We’re grateful to have been considered for this award. We know it’s a limited resource, but we’re going to make the most of it. We want it to strengthen our work with young people, midwives, and weaving families, and to improve our spaces. With this, we can show that yes—it’s possible to work in Guatemala, in community, with dignity and with quality.

Carlos Escalante Villagrán, Co-founder and Managing Director, Colectivo Vida Digna

Martynka | Poland

From the moment it was founded in 2022 – in response to Russia’s war on Ukraine – Martynka established itself as a source of safety and care to women and their children fleeing the war. In the three years since, the organization – which is led by a group of brave young people – has responded to nearly 4000 requests for help and has remained a vital source of support to displaced persons.

Martynka positions itself as a “friend to every refugee”. And indeed, the organization is committed to providing the care and support that a friend would offer to girls and women displaced by the war, those experiencing sexual exploitation and gender-based violence, non-binary and transgender people, sex workers, and more others from various backgrounds.

The Martynka team © Martynka

Martynka offers this help through a simple yet effective model – a free helpline hosted on Telegram (a free messaging app). The helpline takes the form of a bot but is in fact, operated by real people – Martynka’s founder, Nastya, and dedicated hotline operators Nastya, Niko, Rita, and Sonya. The team responds to women and girls reaching out for help in four languages – Ukrainian, English, Polish, and Russian – ensuring they feel comfortable and supported from the get-go. Martynka runs a center for girls and women in need of help, providing meals, lodging, and support services, providing a space for them to take refuge and begin to recover. Addtionally, the team connects women with psychologists, doctors, and lawyers, accompanies them if they have to go to the police, and get women the help they need if they have experienced abuse. To date, Martynka has assisted around 300 women and girls in cases of violence. The youth-led organization plans to use the award from GFC to support three key initiatives:

  • An annual team retreat – that will help strengthen team cohesion and wellbeing, especially for team members affected by the war working remotely across four countries
  • The printing and distribution of the Rape Survivor Guide – a 40+ page resource offering comprehensive information on shelters, legal aid, and medical support in Poland for survivors of sexual violence
  • The creation of the Uncomfortable Dictionary – a language tool empowering refugee women and girls to talk about vital topics like consent, period care, and sexual health

While sexual and reproductive rights are under attack worldwide, we are very proud to receive this award.
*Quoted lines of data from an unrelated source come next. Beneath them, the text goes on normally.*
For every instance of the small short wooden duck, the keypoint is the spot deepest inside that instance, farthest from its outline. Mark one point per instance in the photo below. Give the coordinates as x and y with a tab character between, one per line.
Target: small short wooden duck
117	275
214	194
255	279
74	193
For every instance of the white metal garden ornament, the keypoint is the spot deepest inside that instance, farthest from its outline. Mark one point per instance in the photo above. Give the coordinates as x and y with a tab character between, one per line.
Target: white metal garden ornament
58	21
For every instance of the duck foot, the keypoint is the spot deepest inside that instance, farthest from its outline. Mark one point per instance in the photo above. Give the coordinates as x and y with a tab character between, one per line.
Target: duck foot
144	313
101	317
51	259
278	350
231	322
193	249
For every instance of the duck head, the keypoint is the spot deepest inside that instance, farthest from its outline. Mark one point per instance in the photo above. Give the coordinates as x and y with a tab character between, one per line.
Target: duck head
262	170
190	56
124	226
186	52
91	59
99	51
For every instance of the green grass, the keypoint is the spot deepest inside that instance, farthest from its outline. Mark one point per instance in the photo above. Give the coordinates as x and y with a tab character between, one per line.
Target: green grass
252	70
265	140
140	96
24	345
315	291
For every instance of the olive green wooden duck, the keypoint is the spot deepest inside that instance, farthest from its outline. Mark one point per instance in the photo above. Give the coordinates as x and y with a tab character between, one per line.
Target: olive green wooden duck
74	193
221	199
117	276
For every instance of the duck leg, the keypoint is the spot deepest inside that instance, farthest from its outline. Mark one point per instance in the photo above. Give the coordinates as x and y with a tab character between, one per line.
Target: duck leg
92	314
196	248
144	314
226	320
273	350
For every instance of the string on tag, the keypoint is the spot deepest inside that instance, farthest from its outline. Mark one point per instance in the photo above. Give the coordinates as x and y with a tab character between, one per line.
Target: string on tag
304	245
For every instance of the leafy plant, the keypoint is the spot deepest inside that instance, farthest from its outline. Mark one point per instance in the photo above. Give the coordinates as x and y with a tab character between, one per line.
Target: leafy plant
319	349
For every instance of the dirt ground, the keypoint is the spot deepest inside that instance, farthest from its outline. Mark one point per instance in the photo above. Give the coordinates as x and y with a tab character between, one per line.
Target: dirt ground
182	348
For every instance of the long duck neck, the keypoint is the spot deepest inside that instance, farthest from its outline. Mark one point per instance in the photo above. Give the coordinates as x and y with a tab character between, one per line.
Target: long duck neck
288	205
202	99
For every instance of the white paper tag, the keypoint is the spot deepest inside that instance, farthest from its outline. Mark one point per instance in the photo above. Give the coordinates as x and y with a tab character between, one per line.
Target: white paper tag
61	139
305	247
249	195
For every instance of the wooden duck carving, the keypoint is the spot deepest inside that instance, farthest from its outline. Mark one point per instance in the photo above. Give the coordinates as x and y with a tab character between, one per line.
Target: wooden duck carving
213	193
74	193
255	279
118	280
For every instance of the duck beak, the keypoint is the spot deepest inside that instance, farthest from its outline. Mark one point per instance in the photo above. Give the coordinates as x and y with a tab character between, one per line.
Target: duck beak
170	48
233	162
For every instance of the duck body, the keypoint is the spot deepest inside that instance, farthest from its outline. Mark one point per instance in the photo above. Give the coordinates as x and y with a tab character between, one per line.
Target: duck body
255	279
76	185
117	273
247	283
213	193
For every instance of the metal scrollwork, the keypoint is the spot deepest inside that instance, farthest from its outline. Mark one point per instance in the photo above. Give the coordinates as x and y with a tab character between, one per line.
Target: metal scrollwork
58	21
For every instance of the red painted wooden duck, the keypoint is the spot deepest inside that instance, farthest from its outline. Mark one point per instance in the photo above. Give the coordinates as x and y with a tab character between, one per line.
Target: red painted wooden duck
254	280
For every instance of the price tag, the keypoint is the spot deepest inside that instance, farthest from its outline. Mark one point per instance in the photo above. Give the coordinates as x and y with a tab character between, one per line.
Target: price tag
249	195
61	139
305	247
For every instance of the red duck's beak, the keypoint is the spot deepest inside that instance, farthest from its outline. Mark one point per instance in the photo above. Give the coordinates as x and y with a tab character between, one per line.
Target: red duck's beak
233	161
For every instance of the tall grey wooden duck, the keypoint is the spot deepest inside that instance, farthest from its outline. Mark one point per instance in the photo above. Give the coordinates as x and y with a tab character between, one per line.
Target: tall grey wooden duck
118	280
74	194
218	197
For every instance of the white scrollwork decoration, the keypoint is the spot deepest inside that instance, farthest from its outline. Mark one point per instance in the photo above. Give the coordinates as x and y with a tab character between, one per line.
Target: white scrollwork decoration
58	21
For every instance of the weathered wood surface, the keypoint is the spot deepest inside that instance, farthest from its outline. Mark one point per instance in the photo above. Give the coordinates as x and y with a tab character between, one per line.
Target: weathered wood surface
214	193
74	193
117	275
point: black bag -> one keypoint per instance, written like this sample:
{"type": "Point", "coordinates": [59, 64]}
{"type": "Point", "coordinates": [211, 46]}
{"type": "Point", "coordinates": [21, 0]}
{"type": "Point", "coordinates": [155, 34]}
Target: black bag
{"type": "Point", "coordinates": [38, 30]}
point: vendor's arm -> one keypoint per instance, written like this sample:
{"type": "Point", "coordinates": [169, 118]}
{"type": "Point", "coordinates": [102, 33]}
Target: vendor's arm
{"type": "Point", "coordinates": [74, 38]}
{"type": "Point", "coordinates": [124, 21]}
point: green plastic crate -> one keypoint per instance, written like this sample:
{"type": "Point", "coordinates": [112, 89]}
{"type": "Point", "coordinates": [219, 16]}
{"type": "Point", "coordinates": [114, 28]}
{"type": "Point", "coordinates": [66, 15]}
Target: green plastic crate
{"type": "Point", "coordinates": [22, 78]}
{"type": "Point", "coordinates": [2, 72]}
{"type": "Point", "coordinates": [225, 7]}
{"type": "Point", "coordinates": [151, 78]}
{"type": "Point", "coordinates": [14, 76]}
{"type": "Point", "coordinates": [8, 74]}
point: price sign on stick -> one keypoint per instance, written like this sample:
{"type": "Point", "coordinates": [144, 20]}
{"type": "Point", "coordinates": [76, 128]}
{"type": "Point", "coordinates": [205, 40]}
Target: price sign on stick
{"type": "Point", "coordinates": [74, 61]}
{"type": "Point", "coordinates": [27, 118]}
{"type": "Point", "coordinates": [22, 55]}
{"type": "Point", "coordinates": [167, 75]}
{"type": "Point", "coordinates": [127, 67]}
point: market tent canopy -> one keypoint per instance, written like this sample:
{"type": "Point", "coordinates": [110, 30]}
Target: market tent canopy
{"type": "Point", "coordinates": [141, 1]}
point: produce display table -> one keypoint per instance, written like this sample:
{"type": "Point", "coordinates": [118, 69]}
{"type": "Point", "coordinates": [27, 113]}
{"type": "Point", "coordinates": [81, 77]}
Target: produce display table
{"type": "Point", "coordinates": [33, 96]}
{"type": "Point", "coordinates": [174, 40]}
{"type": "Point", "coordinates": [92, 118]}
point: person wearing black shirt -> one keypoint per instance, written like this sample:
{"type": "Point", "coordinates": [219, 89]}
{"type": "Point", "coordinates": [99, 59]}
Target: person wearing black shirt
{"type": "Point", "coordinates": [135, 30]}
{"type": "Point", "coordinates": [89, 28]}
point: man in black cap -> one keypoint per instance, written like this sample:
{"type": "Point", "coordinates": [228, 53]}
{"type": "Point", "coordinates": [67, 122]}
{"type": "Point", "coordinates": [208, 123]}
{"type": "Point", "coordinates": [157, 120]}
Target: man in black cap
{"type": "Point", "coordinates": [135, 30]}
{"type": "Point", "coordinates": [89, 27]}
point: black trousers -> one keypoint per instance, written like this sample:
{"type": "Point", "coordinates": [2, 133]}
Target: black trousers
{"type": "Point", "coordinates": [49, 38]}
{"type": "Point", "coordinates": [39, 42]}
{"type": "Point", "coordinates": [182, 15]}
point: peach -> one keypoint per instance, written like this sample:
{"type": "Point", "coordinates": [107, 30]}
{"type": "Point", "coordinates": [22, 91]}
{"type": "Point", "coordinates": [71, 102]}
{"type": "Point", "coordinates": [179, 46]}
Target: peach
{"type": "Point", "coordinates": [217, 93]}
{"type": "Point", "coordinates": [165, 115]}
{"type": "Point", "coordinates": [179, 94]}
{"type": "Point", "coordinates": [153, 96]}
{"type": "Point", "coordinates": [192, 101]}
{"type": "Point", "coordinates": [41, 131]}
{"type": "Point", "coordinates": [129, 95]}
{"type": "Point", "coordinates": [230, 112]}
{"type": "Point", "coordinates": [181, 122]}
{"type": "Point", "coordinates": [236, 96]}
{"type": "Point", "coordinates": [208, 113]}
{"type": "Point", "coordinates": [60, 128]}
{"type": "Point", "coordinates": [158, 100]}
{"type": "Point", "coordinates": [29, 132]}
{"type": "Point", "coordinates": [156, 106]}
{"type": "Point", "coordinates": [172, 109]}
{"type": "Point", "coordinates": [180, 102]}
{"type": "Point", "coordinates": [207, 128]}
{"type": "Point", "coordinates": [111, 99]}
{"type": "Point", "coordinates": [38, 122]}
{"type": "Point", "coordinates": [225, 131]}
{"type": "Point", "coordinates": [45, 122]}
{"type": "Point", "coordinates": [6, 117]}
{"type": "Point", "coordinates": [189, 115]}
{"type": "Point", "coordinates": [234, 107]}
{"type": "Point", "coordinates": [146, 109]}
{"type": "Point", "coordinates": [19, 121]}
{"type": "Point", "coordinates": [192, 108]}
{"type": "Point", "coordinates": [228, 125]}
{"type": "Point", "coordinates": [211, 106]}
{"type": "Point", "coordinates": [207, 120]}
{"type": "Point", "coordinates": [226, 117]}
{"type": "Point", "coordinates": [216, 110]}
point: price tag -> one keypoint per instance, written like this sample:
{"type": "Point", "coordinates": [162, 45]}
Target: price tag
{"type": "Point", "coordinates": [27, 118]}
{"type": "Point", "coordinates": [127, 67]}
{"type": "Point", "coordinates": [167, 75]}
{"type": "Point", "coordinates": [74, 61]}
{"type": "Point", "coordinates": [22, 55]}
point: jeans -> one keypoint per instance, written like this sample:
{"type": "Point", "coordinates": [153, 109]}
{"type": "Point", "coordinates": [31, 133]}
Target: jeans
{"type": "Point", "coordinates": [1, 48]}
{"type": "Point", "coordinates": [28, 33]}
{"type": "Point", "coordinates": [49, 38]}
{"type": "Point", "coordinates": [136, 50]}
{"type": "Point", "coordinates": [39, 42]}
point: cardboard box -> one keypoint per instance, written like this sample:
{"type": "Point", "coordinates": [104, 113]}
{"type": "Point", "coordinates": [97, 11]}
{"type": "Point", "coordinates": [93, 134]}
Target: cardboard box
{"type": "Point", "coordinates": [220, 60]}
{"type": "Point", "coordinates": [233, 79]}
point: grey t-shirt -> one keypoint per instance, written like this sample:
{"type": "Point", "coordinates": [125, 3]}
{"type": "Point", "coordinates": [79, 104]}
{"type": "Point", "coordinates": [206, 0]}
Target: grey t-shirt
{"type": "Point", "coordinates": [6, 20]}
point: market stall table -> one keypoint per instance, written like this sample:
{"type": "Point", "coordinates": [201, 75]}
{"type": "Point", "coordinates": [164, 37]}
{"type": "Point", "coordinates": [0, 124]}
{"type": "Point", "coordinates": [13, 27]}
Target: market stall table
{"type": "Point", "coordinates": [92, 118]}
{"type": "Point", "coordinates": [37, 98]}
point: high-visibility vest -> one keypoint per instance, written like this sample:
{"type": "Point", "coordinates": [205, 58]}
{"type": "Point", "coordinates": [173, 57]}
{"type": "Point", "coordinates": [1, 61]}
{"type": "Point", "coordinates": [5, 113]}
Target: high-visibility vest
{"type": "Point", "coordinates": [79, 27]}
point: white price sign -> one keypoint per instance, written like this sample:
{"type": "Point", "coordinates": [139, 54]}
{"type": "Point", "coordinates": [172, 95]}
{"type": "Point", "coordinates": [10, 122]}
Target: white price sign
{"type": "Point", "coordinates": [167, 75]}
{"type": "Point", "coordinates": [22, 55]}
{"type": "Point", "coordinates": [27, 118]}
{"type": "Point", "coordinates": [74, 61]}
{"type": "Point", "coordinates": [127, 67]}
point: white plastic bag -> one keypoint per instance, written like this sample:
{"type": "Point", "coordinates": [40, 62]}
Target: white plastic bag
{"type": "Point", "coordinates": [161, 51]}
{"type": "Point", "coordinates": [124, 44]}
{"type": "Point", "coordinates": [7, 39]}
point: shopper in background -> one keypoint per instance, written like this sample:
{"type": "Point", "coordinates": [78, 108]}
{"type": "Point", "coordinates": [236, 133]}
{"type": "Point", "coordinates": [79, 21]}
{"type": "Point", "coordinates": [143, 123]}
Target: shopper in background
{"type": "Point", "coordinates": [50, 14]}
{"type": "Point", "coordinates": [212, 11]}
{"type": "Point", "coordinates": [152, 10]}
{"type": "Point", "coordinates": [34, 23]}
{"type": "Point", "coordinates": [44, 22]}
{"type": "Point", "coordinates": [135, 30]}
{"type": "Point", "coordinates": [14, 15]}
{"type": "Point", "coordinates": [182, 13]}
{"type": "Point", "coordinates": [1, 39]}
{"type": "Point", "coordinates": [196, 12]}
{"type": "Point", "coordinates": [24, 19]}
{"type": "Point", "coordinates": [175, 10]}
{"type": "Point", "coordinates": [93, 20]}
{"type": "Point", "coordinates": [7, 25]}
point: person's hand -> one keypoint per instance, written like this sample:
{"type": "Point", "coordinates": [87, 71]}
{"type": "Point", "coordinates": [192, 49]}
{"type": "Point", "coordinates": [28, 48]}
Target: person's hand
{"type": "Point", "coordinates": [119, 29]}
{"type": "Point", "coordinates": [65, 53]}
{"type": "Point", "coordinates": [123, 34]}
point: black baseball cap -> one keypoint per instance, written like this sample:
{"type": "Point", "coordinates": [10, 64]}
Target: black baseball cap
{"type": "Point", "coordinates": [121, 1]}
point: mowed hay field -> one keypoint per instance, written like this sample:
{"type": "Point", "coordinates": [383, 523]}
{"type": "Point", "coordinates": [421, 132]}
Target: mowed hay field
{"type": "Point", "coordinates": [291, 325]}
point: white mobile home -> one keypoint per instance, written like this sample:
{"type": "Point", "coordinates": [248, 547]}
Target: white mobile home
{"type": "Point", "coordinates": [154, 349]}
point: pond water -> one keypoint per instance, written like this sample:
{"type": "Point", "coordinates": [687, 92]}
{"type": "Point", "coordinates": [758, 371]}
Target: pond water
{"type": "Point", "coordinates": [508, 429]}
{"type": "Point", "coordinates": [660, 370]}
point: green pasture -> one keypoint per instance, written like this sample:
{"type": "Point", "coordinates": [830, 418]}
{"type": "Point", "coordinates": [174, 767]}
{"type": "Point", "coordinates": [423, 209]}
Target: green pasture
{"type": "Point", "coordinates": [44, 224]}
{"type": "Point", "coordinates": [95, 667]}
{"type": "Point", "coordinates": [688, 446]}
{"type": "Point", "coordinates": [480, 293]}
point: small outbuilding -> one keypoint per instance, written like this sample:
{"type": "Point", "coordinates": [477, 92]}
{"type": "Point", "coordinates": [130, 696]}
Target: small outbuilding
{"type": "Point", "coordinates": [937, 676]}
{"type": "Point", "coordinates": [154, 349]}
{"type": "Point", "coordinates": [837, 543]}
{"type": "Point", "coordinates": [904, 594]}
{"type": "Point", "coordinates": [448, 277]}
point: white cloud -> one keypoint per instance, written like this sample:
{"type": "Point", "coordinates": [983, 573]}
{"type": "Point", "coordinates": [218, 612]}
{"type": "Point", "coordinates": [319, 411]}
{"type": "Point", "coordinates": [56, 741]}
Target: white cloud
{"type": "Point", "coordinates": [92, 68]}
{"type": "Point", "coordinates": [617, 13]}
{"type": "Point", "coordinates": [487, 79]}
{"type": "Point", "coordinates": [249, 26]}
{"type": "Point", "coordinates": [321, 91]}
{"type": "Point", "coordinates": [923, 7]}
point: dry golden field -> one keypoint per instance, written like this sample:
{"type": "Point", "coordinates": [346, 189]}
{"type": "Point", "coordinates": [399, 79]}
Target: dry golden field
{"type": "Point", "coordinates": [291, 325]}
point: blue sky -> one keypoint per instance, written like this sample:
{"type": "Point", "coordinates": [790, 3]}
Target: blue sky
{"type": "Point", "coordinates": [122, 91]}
We will use the prize to develop new community-driven solutions made for and by survivors. Although Ukrainian organizations are losing funding as the invasion receives less media attention, we remain committed to fighting for justice for the overlooked.

Nastya Podorozhnya, Founder, Martynka

Congratulations to both our winners! We can’t wait to share more about their work towards creating a safer future for all children, young people, and their communities.